I love the seasons. I think they are an outdoor clock, of sorts. A beautiful, living calendar. I think I often enjoy the seasons as they are exiting, and I want to change that. I want to enjoy them as they enter, stay, and leave. I've thought about a few ways to accomplish that.

I'm thinking about putting up a bulletin board to hang little reminders of the season we are currently in. Even something as simple as "Happy Spring" would remind me to look out and enjoy the signs of the season. I am also going to try to cook more seasonally by shopping at my farmers market. Cooking with the harvest of the season. There are a few markets I want to check out. I'll let you know how that one goes.
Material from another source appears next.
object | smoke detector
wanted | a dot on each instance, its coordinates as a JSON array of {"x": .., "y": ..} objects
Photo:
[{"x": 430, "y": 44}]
My last endeavor will be to read books to Karis about the seasons. She is shaping up to be a very curious child (much like her momma). Exploring the outdoors, reading seasonal books from the library, crafts (when old enough) to celebrate the outdoors. These are a few of the commitments I am hereby making to ensure I don't experience another October 29 panic. (Yes, I know. This is also the date of "Black Tuesday", the day in 1929 when the stock market crashed. My panic is benign compared to that.)

I present to you the cutest, most adorable and crankiest little ladybug around. Here she is looking like a "superhero ladybug." I guess she had a little bit of costume identity confusion!